Weil wir davon reden, dass eben so viel passiert in einem Song... ich erinnere mich an „And Then There Was Silence...", ich weiß nicht wie ihr das empfunden habt, aber da gab es ja diesen Aufschrei: da passiert zu viel, überproduziert, zu viele Spuren und so weiter. Dabei passiert in einem heutigen BG-Song auch nicht viel weniger, wenn nicht sogar mehr.


Ja teilweise wirklich mehr. Die „Night At The Opera“ hat damals polarisiert, was ich auch nachvollziehen kann. Die ist ständig am Peak, die ist anstrengend und es ist keine einfache Musik. Witzigerweise oder interessanterweise, dass viele Leute, die damals gar nichts damit anfangen konnten, es heute als ihr Lieblingsalbum sehen. Man muss sich damit beschäftigen, dann kann man da viel entdecken. Ich verstehe es aber wenn jemand sagt, es ist mir zu viel. Man muss sich darauf einlassen und konzentrieren. Damals wollten wir genau das machen und darum haben wir das auch durchgezogen.




Für mich auch nach wie vor meine Lieblingsplatte von den neueren... Siehst du diesen Song oder sogar das ganze Album wie den ersten großen Schritt in die Richtung die ihr heute macht? So eine Art Umbruch.


Das war auch jeden Fall ein großer Schritt dahin. Ich glaube ohne eine Nummer wie „And Then There Was Silence“ zum Beispiel kein „Sacred Worlds“ oder „Wheel Of Time“ gekommen wären.


Man sieht ja auch, dass ihr die Nummer im Live-Set habt.
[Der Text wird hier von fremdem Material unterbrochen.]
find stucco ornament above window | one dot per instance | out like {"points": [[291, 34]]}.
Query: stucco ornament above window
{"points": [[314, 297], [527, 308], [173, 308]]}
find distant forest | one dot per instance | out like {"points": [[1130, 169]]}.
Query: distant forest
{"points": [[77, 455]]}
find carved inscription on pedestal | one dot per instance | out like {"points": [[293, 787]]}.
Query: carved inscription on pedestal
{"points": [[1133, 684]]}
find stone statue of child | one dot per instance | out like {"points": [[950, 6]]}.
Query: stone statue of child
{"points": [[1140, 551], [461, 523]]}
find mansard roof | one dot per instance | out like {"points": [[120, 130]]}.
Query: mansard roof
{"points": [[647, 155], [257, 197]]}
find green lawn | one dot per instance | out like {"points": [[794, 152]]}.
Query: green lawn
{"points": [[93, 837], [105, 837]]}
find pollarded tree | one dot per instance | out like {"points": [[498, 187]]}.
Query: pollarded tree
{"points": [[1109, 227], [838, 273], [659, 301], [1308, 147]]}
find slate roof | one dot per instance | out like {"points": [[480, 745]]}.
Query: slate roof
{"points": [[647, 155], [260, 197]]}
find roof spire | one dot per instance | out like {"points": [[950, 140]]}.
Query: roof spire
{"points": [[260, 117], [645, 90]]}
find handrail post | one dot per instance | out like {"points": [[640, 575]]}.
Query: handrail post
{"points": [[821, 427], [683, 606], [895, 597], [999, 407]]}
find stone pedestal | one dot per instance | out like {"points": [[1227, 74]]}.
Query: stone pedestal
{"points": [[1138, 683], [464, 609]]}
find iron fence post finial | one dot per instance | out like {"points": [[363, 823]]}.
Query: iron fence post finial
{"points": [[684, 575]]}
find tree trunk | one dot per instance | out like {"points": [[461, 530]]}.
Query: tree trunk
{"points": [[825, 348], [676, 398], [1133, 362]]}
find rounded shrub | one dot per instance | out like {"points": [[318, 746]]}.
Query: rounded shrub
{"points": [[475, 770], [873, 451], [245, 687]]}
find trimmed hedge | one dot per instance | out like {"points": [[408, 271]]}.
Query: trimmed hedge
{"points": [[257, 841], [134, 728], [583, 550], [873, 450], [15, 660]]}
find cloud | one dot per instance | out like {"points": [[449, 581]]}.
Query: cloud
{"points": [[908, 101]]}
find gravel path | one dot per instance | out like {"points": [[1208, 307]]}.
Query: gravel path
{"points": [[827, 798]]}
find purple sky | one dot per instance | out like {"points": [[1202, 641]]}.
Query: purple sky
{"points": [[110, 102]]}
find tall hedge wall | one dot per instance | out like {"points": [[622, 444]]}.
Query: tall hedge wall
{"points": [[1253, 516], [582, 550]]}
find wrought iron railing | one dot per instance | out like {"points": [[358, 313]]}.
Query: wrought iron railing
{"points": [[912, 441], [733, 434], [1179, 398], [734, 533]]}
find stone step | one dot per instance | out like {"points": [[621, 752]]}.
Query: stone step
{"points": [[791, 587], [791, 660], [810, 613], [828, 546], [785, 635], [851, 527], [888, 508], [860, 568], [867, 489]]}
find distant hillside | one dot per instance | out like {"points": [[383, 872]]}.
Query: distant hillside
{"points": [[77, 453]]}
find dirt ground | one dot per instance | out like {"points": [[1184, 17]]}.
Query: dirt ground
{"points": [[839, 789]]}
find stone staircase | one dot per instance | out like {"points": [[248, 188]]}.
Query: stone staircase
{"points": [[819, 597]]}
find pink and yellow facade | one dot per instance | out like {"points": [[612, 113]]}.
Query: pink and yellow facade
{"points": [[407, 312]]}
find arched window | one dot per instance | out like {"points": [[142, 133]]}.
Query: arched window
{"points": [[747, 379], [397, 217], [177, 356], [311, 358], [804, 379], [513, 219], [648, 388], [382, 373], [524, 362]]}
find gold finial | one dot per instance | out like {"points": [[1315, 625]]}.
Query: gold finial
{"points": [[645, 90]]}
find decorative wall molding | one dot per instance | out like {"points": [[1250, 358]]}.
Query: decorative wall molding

Kommt wahrscheinlich ebenso gut an wie der Rest?


Ja, definitiv.


Storymäßig geht es ja wieder in Richtung „Imaginations From The Other Side“. Wie kann man sich das vorstellen bzw. wo setzt das an?


Wir haben eigentlich erst mal angefangen an einem neuen Album zu komponieren ohne an eine Story zu denken. Die Idee kam Hansi als wir an dem Best Of-Boxset gearbeitet haben. Da ist ihm aufgefallen, dass er auf der „Imaginations...“ auf drei Songs eine Geschichte erzählte, die er nie zu Ende gebracht hat. Da hatten wir dann die Idee, das man das auf diesem Album mal machen könnte. Die Geschichte ursprünglich handelte von einem Kind, das isoliert in einer Welt lebt und die Chance hatte durch ein Portal in eine Parallelwelt zu kommen. Wir erfahren nun auf dem Album, dass es das nicht gemacht hatte. Es war halt ein Kind und hatte Angst. Jetzt sind 20 Jahre vergangen und die Tatsache, dass er nicht in die andere Welt gewechselt ist, hatte katastrophale Auswirkungen auf beide Welten und macht sich nun auf die Suche nach dem letzten offenen Portal um doch noch in diese Welt zu wechseln.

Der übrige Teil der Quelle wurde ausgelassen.